Together they brought up the trunks and dressed Aunt Yates for bed. Mary let her pour her own laudanum, which she sipped feebly between dissatisfied rumblings. “And then we were jolted across the country in a rattling coach, crammed in with a student who kept nudging Mary’s legs and a curate who snored.” Seeing little sympathy on their faces Aunt Yates added, “But Mary is so insensible I dare say she scarcely noticed.”
“I had much on my mind.” Mary’s look silenced her. Cook shut the curtains and they stepped out into the hall.
“Where is Papa?” Mary asked in an undertone. The house was so quiet and dark, and there was no sign of Annie. Dust filmed the frames of the pictures on the walls. Papa’d written Aunt just the week before—he couldn’t be ill. Not so quickly. He might not stomach fried eggs, but he never suffered from infectious complaints and Annie was sturdy as a Welsh pony.
>
“He dismissed our Annie.”
Mary shook her head. She couldn’t have heard right. “Papa? He’d do no such thing.” He made his opinions felt, but always left the household management to her and Aunt Yates. Even if he had usurped control of the domestics, Mary would fix it. “I’m sure it was just bad temper. A meal that didn’t sit well with him or a letter in The Lancet…”
Cook shook her head. “She’s packed and gone. A week ago. I told him there was no harm in it, that they’re pledged to marry as soon as they can.”
Mary’s fingers tightened on Cook’s arm. “He saw her with Ben?” That, her father wouldn’t forgive. Still on the raw after discovering her own correspondence with Samuel Brown, he’d have found Annie an easier target.
“In the garden. They were kissing. Annie begged his pardon, but he didn’t care. He even went to Mrs. Chin and demanded she dismiss Ben.”
Mary tried to swallow but couldn’t. “Did she sack him?”
“I don’t know. Haven’t seen him, so I’m afraid she did. I shouldn’t—but you and I know they have hearts as good as gold. And so full of plans for the future.”
With both of them working they might have been able to marry, eventually. No chance of that now, not with Annie dismissed without a character.

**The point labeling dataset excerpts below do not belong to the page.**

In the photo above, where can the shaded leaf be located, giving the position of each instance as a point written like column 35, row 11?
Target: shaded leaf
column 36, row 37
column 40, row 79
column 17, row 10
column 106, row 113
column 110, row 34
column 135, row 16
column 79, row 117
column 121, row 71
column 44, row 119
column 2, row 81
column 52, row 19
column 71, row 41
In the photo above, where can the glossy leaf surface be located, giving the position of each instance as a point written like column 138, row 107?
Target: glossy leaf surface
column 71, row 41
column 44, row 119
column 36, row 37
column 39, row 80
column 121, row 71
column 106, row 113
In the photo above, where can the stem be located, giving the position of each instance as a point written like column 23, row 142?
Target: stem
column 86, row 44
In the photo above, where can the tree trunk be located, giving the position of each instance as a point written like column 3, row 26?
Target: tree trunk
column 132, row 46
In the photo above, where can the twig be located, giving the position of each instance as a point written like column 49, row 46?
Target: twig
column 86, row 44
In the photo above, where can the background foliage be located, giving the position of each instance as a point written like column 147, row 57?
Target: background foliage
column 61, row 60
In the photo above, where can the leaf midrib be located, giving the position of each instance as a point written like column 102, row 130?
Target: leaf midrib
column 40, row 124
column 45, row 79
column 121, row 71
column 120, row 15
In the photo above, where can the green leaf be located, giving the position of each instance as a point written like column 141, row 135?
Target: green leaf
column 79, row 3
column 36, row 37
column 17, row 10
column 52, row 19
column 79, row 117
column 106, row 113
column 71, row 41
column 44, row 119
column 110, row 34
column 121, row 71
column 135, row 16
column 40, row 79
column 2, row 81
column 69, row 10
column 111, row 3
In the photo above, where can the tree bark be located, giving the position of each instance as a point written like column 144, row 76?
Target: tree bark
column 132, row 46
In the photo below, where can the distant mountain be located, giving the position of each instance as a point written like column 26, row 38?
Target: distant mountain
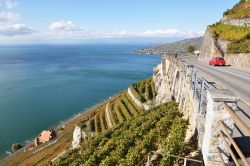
column 179, row 47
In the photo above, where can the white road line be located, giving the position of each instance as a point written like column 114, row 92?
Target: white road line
column 239, row 75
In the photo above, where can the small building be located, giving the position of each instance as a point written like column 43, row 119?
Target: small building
column 45, row 136
column 197, row 52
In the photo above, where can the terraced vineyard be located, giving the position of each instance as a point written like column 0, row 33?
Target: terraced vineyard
column 120, row 108
column 130, row 141
column 144, row 90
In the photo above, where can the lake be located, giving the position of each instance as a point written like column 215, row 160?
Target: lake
column 43, row 85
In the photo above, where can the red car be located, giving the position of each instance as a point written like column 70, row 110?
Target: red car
column 217, row 61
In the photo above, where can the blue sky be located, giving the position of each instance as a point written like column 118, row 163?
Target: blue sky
column 24, row 21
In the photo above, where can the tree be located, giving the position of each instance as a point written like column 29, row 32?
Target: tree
column 16, row 147
column 190, row 49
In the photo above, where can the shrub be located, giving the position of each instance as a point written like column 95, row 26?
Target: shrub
column 130, row 142
column 190, row 49
column 239, row 11
column 16, row 147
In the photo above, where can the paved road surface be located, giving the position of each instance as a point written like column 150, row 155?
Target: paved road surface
column 236, row 80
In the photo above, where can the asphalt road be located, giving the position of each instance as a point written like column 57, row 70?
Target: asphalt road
column 236, row 80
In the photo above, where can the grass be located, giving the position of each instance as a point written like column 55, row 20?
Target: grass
column 240, row 46
column 239, row 11
column 64, row 140
column 229, row 32
column 130, row 142
column 238, row 35
column 144, row 90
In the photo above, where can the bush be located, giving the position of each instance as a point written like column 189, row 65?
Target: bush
column 130, row 142
column 144, row 90
column 229, row 32
column 239, row 11
column 16, row 147
column 240, row 46
column 190, row 49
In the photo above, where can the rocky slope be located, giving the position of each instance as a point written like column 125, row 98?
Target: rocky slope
column 230, row 37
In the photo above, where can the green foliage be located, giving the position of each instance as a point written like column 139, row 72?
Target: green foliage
column 240, row 46
column 144, row 90
column 16, row 147
column 229, row 32
column 130, row 142
column 239, row 11
column 238, row 35
column 190, row 49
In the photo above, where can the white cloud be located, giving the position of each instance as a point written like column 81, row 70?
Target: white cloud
column 65, row 26
column 171, row 33
column 9, row 17
column 10, row 27
column 68, row 30
column 14, row 29
column 11, row 4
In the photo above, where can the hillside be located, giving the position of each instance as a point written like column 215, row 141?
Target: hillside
column 131, row 141
column 179, row 47
column 230, row 37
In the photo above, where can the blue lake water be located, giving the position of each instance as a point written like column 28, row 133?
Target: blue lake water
column 41, row 85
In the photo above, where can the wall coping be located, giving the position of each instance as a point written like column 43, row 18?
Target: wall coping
column 219, row 95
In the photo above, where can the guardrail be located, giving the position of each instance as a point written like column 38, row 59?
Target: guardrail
column 200, row 86
column 225, row 135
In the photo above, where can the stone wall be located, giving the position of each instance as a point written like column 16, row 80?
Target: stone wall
column 237, row 22
column 173, row 81
column 208, row 49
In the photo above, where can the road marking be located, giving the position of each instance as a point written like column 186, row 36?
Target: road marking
column 239, row 75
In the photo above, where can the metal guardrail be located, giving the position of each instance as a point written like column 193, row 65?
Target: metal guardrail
column 199, row 85
column 225, row 134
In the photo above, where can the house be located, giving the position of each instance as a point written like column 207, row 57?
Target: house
column 45, row 136
column 197, row 52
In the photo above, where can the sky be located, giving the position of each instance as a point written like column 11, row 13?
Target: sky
column 32, row 21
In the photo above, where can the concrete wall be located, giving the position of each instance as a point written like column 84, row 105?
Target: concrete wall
column 173, row 81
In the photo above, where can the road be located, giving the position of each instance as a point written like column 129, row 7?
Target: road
column 236, row 80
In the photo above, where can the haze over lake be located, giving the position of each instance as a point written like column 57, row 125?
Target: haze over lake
column 42, row 85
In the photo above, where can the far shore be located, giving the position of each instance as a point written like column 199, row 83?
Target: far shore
column 57, row 128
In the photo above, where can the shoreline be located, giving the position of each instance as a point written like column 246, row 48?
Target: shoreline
column 57, row 128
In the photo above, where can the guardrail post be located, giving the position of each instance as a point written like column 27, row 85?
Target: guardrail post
column 201, row 94
column 195, row 84
column 217, row 112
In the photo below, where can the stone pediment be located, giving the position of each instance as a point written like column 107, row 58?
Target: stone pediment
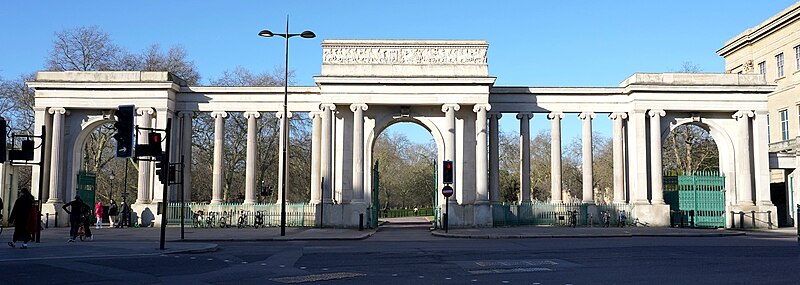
column 404, row 58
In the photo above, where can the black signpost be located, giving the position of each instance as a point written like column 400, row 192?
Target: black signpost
column 447, row 191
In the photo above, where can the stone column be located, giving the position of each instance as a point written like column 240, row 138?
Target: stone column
column 481, row 153
column 250, row 164
column 56, row 155
column 143, row 186
column 450, row 143
column 555, row 156
column 327, row 153
column 358, row 151
column 761, row 157
column 619, row 156
column 525, row 156
column 219, row 150
column 655, row 157
column 586, row 141
column 186, row 151
column 284, row 130
column 743, row 164
column 494, row 157
column 638, row 157
column 316, row 129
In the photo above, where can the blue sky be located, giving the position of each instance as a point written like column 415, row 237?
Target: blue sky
column 531, row 43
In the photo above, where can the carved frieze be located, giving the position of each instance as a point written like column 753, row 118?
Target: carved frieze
column 404, row 55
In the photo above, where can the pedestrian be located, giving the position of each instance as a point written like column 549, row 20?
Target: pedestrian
column 22, row 214
column 98, row 213
column 112, row 213
column 78, row 213
column 126, row 215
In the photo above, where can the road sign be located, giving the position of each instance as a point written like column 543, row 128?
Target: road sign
column 447, row 191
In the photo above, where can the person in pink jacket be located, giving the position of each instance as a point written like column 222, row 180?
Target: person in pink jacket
column 98, row 212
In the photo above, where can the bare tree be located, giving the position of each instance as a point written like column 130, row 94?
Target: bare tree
column 83, row 48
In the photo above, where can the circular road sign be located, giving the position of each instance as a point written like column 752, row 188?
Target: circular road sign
column 447, row 191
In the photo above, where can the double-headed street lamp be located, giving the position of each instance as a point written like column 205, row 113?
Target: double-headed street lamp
column 285, row 133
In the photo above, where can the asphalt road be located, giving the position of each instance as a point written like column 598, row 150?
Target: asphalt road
column 409, row 254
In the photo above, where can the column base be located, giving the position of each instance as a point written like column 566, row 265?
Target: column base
column 652, row 215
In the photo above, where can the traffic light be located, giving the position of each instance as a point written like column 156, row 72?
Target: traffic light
column 160, row 171
column 3, row 142
column 447, row 172
column 152, row 148
column 125, row 128
column 24, row 153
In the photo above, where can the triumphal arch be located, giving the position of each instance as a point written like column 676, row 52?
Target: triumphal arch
column 445, row 86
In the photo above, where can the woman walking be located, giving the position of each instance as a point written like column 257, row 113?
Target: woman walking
column 98, row 213
column 21, row 216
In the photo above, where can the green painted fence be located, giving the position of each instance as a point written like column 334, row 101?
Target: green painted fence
column 207, row 215
column 696, row 199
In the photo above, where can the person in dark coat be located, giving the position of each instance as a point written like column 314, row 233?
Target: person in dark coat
column 20, row 215
column 78, row 213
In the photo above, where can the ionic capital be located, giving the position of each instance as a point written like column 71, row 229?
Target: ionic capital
column 145, row 111
column 586, row 115
column 221, row 114
column 524, row 115
column 478, row 107
column 618, row 116
column 742, row 114
column 355, row 107
column 253, row 114
column 447, row 107
column 554, row 115
column 279, row 114
column 60, row 111
column 656, row 112
column 327, row 106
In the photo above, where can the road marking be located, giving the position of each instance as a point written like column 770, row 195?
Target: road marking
column 317, row 277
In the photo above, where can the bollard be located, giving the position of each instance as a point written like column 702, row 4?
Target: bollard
column 769, row 219
column 741, row 219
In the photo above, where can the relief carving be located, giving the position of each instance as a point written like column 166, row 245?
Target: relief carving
column 403, row 55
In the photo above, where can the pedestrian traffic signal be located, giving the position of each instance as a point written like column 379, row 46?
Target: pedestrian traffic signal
column 152, row 148
column 3, row 133
column 447, row 172
column 160, row 171
column 125, row 128
column 24, row 153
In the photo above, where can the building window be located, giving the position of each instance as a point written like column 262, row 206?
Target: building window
column 797, row 57
column 784, row 124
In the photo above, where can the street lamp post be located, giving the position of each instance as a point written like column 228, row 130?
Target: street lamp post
column 111, row 189
column 285, row 133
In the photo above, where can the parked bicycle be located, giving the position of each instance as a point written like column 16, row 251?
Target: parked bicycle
column 259, row 220
column 573, row 219
column 242, row 222
column 606, row 219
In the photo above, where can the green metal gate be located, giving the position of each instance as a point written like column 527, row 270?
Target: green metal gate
column 376, row 207
column 696, row 199
column 86, row 188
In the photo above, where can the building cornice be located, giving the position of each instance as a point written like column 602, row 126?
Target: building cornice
column 766, row 28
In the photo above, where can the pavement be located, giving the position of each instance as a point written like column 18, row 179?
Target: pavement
column 146, row 241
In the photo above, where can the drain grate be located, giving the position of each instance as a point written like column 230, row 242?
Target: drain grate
column 511, row 270
column 317, row 277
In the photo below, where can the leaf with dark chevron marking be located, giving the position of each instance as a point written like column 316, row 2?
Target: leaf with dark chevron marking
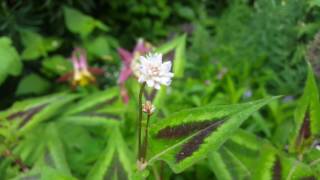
column 186, row 137
column 195, row 142
column 185, row 129
column 277, row 169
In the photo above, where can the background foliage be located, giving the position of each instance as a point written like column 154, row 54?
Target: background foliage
column 226, row 55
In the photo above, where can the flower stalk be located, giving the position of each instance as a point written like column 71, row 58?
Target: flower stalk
column 140, row 120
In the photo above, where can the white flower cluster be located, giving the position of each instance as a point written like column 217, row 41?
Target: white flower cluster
column 154, row 72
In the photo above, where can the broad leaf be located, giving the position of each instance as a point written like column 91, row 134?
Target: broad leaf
column 9, row 58
column 114, row 162
column 186, row 137
column 307, row 115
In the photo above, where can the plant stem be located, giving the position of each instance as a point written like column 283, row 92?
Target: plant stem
column 145, row 144
column 140, row 120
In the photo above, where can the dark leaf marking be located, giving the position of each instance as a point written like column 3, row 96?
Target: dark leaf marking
column 102, row 114
column 194, row 143
column 183, row 130
column 27, row 114
column 277, row 169
column 309, row 178
column 305, row 131
column 32, row 177
column 48, row 159
column 116, row 169
column 150, row 96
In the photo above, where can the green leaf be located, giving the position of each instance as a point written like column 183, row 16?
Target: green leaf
column 198, row 131
column 307, row 114
column 80, row 23
column 37, row 46
column 179, row 46
column 180, row 57
column 54, row 153
column 56, row 64
column 98, row 46
column 102, row 99
column 9, row 58
column 32, row 84
column 29, row 113
column 114, row 162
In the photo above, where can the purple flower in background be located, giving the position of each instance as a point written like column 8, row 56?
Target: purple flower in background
column 82, row 74
column 130, row 64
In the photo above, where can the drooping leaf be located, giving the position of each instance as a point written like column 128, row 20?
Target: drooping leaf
column 182, row 152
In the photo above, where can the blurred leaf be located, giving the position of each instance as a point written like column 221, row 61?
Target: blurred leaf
column 9, row 58
column 37, row 46
column 32, row 84
column 80, row 23
column 98, row 46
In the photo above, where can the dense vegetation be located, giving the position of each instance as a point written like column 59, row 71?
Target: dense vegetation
column 243, row 102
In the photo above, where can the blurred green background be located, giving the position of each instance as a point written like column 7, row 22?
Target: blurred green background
column 235, row 51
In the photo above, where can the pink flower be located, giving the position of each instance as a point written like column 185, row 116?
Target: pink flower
column 130, row 64
column 82, row 74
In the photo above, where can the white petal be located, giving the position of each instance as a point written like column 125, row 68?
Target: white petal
column 141, row 79
column 150, row 83
column 157, row 58
column 166, row 81
column 143, row 60
column 166, row 66
column 157, row 86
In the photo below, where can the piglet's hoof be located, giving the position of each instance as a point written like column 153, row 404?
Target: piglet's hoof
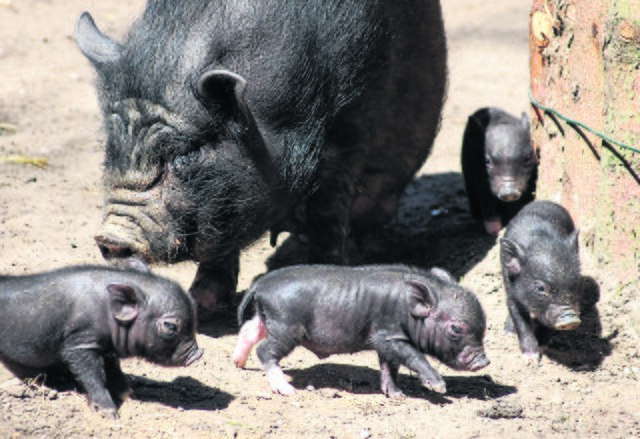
column 279, row 383
column 395, row 394
column 105, row 412
column 438, row 387
column 531, row 358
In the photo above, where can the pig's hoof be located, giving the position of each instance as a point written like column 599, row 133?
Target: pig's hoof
column 239, row 361
column 106, row 412
column 438, row 387
column 531, row 358
column 284, row 389
column 492, row 227
column 395, row 394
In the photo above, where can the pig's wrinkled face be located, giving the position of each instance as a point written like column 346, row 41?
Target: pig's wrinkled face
column 510, row 160
column 173, row 192
column 165, row 332
column 460, row 326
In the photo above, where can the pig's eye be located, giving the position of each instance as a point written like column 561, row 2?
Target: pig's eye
column 182, row 162
column 540, row 288
column 168, row 328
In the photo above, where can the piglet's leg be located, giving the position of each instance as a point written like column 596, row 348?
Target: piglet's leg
column 251, row 333
column 116, row 381
column 88, row 367
column 404, row 353
column 388, row 375
column 282, row 339
column 528, row 342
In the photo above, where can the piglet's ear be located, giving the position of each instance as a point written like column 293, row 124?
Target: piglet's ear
column 443, row 275
column 421, row 300
column 124, row 302
column 101, row 50
column 136, row 264
column 512, row 255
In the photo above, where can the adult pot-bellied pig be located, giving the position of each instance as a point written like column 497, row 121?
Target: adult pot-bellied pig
column 541, row 272
column 398, row 311
column 499, row 166
column 81, row 320
column 225, row 119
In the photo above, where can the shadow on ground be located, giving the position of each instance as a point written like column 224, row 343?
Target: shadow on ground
column 433, row 227
column 183, row 392
column 364, row 380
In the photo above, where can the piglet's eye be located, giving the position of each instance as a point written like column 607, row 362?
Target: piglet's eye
column 168, row 328
column 540, row 288
column 455, row 331
column 181, row 162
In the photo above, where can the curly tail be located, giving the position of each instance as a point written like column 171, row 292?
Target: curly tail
column 248, row 296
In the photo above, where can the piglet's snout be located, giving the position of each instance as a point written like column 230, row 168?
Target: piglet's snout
column 192, row 355
column 479, row 362
column 508, row 193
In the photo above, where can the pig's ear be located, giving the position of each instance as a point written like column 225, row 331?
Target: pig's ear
column 512, row 255
column 572, row 241
column 101, row 50
column 222, row 90
column 443, row 275
column 137, row 265
column 421, row 300
column 124, row 302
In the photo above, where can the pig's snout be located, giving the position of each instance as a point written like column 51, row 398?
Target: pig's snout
column 508, row 193
column 479, row 362
column 189, row 356
column 567, row 321
column 113, row 248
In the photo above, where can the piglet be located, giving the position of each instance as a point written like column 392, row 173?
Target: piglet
column 541, row 272
column 398, row 311
column 82, row 320
column 499, row 166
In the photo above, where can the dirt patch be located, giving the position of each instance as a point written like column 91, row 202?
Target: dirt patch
column 587, row 384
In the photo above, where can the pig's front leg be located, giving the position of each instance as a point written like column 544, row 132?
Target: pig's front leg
column 526, row 337
column 278, row 344
column 388, row 375
column 88, row 368
column 402, row 352
column 214, row 283
column 117, row 382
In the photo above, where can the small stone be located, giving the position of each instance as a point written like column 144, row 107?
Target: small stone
column 502, row 410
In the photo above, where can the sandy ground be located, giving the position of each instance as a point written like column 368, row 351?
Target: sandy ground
column 587, row 385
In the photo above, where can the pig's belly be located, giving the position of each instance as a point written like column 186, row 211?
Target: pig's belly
column 325, row 349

“It’s not right.” Cook shook her head.
“Mrs. Chin would never sack him.” If she couldn’t persuade Papa to hire Annie back, she could give her money and a reference—enough to set them on their feet. But if Ben had lost his job… “It will be all right. I’ll fix it. Where’s Annie now?”
“Gone to her mother.” Cook brushed at her eyes. “It’s late. You can’t go now.”
Perhaps not. “Annie must be so miserable.” Mary had envied her often enough, wishing she’d been the one to catch Ben’s eye. She’d never been proud of those secret feelings, and now they pricked and stung. “It can’t wait,” Mary said and went for her coat.
“What are you doing here?” Papa’s voice stopped her halfway down the stair.
Mary was so startled it took her a moment to remember. She felt the betrayal before she recalled it, her eyes filling with humiliating tears.